Lo scorso inverno ero in soggiorno a casa mia a bere caffè e guardare Mitt Romney in televisione: parlava dopo aver vinto di misura le primarie in Michigan. Il discorso era da repubblicano tipico, diceva di limitare il governo federale e ripristinare la grandezza dell'America, ma non ero concentrato sulla retorica di Romney. Esaminavo il viso, le sue maniere, e cercavo – ammesso che si possa – di guardare nella sua anima, di vedere il mormone che è in lui.

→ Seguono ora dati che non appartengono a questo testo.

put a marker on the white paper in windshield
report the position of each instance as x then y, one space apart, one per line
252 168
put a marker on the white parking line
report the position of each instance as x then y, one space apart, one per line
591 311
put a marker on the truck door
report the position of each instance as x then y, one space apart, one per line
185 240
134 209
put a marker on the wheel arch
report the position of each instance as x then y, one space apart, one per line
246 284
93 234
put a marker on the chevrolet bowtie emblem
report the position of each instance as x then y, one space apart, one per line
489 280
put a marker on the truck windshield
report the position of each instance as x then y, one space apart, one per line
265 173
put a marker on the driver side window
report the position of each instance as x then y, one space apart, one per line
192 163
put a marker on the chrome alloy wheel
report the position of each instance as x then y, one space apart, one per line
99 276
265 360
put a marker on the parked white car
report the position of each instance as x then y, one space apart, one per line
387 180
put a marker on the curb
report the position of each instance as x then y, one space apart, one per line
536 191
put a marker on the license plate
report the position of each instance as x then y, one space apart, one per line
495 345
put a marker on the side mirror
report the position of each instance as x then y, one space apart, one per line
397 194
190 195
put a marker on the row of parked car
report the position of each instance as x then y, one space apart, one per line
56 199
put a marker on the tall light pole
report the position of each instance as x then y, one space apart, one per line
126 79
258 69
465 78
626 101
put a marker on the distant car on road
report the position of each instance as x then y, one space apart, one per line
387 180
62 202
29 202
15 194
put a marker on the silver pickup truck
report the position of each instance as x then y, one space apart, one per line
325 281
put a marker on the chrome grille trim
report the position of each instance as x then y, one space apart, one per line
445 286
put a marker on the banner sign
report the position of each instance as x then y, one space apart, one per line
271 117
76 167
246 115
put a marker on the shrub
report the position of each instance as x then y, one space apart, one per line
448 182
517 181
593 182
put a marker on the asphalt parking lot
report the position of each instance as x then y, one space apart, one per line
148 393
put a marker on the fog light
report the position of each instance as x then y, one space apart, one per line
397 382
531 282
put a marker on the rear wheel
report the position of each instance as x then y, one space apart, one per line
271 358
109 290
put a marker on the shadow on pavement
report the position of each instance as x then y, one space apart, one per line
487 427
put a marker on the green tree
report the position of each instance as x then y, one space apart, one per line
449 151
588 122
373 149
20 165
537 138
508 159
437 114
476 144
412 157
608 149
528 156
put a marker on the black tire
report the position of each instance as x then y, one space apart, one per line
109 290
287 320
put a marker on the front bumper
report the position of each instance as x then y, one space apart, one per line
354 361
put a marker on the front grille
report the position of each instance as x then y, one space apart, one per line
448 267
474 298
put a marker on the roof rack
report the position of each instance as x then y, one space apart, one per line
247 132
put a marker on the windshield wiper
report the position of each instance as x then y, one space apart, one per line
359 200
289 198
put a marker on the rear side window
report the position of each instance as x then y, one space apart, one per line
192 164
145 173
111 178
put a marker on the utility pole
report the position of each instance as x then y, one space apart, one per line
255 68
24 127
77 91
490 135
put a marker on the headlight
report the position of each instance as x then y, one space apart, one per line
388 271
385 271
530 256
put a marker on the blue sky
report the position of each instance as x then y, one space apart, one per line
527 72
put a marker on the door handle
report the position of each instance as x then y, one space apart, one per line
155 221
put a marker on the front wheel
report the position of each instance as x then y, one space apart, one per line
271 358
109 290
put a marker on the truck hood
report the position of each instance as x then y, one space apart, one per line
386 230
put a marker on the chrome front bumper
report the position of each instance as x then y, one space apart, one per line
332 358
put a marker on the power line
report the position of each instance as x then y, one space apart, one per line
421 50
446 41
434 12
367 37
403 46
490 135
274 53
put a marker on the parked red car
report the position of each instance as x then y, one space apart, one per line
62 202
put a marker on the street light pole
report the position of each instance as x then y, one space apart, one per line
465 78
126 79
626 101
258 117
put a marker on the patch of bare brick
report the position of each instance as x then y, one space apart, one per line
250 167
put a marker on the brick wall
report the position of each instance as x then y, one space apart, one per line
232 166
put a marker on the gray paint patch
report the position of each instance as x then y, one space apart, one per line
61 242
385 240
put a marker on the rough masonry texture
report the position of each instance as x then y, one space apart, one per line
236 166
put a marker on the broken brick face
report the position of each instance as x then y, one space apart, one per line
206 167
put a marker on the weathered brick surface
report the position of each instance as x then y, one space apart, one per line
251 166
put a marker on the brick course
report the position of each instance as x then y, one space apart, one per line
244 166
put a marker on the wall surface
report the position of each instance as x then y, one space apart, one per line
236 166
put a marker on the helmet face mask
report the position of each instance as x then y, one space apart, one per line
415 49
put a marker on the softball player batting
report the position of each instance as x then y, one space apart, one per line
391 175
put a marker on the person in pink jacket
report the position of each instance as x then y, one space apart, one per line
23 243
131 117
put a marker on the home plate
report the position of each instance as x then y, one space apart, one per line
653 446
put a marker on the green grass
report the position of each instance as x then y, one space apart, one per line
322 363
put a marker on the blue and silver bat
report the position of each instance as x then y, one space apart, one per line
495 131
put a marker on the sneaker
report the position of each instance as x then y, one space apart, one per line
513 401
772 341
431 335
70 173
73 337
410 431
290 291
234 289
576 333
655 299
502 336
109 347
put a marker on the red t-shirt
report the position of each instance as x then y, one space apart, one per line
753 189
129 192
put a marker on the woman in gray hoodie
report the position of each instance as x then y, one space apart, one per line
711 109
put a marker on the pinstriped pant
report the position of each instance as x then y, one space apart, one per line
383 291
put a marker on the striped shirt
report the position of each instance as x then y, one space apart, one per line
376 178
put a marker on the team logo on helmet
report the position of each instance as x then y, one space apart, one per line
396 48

Non ero mai stato un bravo mormone, come presto scoprirete (e al momento nemmeno sono più mormone), ma il dibattito sulla religione scatenato dalla corsa di Romney (2) mi aveva suscitato sentimenti di sorprendente intensità. Gli attacchi alla religione mormona da parte degli intellettuali liberal e dei loro improbabili compagni di sfottò, i cristiani evangelici, conservatori, mi riempirono di risentimento, in particolare quando citavano la «biancheria magica» e altri presunti inquietanti aspetti settari della dottrina e teologia mormona. D'altra parte, veniva giustamente fatto presente l'appoggio decisivo delle alte gerarchie mormoni alla Proposition 8, il bando al matrimonio gay autorizzato in California, che mi aveva disgustato. Emozioni più profonde e complicate affioravano ogni volta che mi imbattevo nell'emblema preferito dai media per raccontare la chiesa mormone: un giovane missionario di sesso maschile in camicia e cravatta con una targhetta nera di plastica con su scritto il nome appuntata alla tasca del gilet. L'immagine dava l'idea che i mormoni fossero dei robot, un esercito di plagiati fuori dal mondo. Questa cosa un po' mi feriva.